Hi. So i have a custom built PC i setup in june 2008 (intel i7-920, 6Gb DDR3 ram, 640GB SATA2, NVIDIA 250 GTS graphics card, 460W power supply on an MSI X58-pro motherboard, using windows 7 64-bit). My PC was wokrking just fine for 3 years, no hardware issues of any sort. 2 nights ago i installed a game that was quite demanding in graphics. before i played the game i was asked to update my graphics card (update released 24-10-2011), i played the game for about 10-15 minutes, the fan sounds were as usual a bit more intense as i was playing due to the graphics card. Then i shut my computer off. When i turned it up the following day i notice a really loud fan noise coming out kind of like the soud of a race car. despite the sound i let it enter the windows. Restarting the computer wouldn't help, so i tried to see inside the case which fan was making the noice. i think it was the fan on the side of the case. When i tried to start my computer back again it would make the loud noice, wouldn't boot at all and kept restarting after a few seconds. This never happened before can you help me fix this serious problem? Thanks!


----------



## makinu1der2 (Jan 1, 2008)

What motherboard are you using?
What brand is the 460W PSU? System is a bit under powered.
Has the inside of the PC been cleaned lately?


Perform the following steps:
-Remove the power from the system and open the case
-Remove the graphics card from the PC
-Clear the CMOS settings (removing the battery from the motherboard for a few minutes will suffice)
-Reseat the graphics card
If unsuccessful continue:
-Remove all RAM and test with one stick at a time
-Remove any PCI card installed (modem,nic,sound,etc)
-Disconnect drives (storage and optical)
-Inspect motherboard for damaged capacitors
-Test with another PSU


----------



## Tyree (May 10, 2009)

Disable "Auto Restart".
This will allow you to see any Error Codes.

Prevent Automatic Restart after BSOD.In Windows XP.

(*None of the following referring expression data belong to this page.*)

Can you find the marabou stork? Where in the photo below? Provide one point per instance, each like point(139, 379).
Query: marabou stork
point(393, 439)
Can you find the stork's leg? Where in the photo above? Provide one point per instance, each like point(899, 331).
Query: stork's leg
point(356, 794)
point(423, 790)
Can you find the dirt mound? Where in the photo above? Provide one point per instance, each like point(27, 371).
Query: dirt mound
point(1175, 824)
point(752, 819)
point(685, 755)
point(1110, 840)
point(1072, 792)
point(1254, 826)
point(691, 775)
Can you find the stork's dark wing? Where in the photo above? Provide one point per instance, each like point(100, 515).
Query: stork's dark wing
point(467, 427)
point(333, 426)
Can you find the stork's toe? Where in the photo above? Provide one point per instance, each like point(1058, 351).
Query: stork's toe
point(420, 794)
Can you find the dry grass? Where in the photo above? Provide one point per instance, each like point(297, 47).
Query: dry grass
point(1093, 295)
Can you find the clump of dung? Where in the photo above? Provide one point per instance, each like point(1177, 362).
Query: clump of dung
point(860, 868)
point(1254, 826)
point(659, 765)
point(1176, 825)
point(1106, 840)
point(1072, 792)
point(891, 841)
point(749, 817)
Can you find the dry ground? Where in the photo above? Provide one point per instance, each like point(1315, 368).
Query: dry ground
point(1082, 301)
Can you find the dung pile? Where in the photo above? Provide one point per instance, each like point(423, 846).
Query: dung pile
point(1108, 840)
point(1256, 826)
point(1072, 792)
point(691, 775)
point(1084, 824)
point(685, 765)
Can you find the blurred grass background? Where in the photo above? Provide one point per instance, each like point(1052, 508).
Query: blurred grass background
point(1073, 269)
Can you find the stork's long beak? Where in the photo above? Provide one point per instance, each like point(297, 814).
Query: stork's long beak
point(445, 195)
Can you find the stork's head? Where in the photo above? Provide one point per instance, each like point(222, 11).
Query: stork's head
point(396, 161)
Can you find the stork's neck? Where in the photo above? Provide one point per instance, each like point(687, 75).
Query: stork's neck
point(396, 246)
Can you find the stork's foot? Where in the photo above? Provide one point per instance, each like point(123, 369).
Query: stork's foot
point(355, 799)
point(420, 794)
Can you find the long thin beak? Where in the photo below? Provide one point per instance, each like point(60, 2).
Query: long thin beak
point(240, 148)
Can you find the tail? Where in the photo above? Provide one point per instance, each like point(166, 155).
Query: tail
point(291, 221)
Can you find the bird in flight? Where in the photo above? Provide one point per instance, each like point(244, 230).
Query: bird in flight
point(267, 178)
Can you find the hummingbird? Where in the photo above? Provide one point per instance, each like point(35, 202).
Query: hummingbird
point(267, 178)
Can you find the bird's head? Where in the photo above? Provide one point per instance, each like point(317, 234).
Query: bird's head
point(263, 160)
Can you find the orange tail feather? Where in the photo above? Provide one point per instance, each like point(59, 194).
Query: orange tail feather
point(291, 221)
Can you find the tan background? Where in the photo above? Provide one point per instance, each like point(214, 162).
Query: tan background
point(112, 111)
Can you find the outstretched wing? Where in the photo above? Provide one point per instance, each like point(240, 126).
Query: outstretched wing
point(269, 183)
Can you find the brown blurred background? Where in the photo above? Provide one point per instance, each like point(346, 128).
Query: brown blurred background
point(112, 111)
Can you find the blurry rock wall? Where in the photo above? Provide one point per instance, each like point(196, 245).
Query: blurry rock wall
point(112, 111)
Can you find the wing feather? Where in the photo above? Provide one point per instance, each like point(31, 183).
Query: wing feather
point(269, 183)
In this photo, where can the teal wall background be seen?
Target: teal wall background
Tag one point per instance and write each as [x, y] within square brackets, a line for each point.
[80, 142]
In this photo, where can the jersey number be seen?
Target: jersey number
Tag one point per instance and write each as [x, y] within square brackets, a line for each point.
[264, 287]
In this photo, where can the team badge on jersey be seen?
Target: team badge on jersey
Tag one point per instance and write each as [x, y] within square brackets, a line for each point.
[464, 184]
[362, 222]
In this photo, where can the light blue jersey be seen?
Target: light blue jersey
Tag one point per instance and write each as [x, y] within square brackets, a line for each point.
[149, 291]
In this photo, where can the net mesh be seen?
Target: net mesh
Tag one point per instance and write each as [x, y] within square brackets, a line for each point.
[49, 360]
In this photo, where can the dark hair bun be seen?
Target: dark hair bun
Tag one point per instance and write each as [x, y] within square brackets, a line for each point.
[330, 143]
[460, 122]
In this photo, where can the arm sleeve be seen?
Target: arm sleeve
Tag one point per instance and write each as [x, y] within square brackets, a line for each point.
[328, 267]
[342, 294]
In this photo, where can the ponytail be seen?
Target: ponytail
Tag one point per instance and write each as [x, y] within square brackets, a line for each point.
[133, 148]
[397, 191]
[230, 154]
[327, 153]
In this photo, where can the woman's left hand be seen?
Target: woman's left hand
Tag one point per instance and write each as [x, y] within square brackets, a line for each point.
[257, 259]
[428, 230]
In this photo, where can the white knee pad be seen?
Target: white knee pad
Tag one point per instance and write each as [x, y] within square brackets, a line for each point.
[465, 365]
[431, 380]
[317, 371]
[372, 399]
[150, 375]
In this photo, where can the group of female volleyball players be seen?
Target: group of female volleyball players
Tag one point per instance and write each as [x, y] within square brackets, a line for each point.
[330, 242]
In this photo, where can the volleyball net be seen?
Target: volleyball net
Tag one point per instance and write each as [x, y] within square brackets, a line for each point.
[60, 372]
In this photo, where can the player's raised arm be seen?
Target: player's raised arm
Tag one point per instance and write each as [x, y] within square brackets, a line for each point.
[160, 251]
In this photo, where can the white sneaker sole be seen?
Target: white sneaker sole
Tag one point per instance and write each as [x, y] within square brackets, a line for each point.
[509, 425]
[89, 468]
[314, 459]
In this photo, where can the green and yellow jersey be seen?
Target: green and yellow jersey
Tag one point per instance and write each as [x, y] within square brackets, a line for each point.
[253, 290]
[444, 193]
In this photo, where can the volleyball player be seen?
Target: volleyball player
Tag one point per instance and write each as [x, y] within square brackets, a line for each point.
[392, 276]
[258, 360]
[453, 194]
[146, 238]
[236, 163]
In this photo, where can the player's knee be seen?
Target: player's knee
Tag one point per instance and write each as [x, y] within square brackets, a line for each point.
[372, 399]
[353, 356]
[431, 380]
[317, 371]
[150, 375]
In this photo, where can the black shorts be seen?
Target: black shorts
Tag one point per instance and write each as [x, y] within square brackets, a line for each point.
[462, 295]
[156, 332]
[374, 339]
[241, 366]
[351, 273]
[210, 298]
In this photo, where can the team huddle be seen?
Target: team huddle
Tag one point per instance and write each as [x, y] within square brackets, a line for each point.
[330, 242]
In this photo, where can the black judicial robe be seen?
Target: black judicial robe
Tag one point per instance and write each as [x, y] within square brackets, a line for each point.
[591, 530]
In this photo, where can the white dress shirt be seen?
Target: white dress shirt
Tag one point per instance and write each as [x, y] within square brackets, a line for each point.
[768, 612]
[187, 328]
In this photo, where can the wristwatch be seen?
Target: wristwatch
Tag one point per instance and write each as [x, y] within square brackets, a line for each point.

Click on Start and then on Control Panel.
Control Panel double click to open System.
System Properties window click on the Advanced tab.
In the section labeled ‘Startup and Recovery’, click on the Settings button.
In the section labeled ‘System failure’, remove the checkmark from ‘Automatically restart’.
Click OK, OK to exit.

Vista & 7

Click on Start and then on Control Panel.
In the Control Panel double click to open System.
In the left panel under ‘Tasks’ click on Advanced system settings.
In the section labeled ‘Startup and Recovery’, click on the Settings button.
In the section labeled ‘System failure, remove the checkmark from ‘Automatically restart’.
Click Ok, OK to exit.


----------



## Pombatzis (Jun 1, 2009)

My motherboard is MSI X58-pro, the power supply is Coolermaster. i ve cleaned inside the case when i opened it today. Might take a while to try your steps but i ll let you know with my progress.


----------



## Tyree (May 10, 2009)

What is the Model Number of the 460W CoolerMaster? There are 3 460W Coolermaster PSU's ranging from poor quality to junk. The "best" is RS-460-ASAA-D3 but it only has two 18A 12V rails.
You should be at 650W with a good quality PSU for the GTS 250.


----------



## Pombatzis (Jun 1, 2009)

Tyree i noted that my PC now won't boot at all. I turn it up and after a few seconds, either it restarts, or continues to make the loud noise. My monitor (BenQ T221WA 22" TFT 5m/s) won't turn up either way. My PSU Model number: RS-460-PCAP-A3


----------



## Tyree (May 10, 2009)

That PSU (RS-460-PCAP-A3) is made by AcBel Polytech -has two 18A 12V rails-is not 80+ certified.
I would suggest trying a good quality 650W minimum PSU.


----------



## Pombatzis (Jun 1, 2009)

I tried the steps you primarily suggested with no result. Instead of proceeding the second procedure, I unplugged the pin of the case fan that was making the noise. Now my computer boots up, without the annoying noise, and looks like it's working just fine. So what's the problem? the case fan or something on the PSU interacting with the fan. What should i do? Fix the fan, get new fan, what are your suggestions? Seems like a lesser problem now, good thing it wasn't a short on the motherboard or the video card.


----------



## WereBo (Apr 5, 2008)

Hi Pombatzis :wave:

I would seem like the fan has developed a short-circuit and is dragging the PSU voltage down. Fans aren't readily repairable, for the few $$$'s/£££'s, it's easier/cheaper to just replace it :wink:


----------



## Pombatzis (Jun 1, 2009)

Everything back to normal i removed the case fan, opened it put some wd-40 in, put it back on and that was it. Appreciate the help.


----------



## WereBo (Apr 5, 2008)

Great news! :grin:

It might well happen again because WD40 tends to evaporate off, in which case a drip of very thin 'sewing-machine' oil is best, though '3-in-1' oil will do.


----------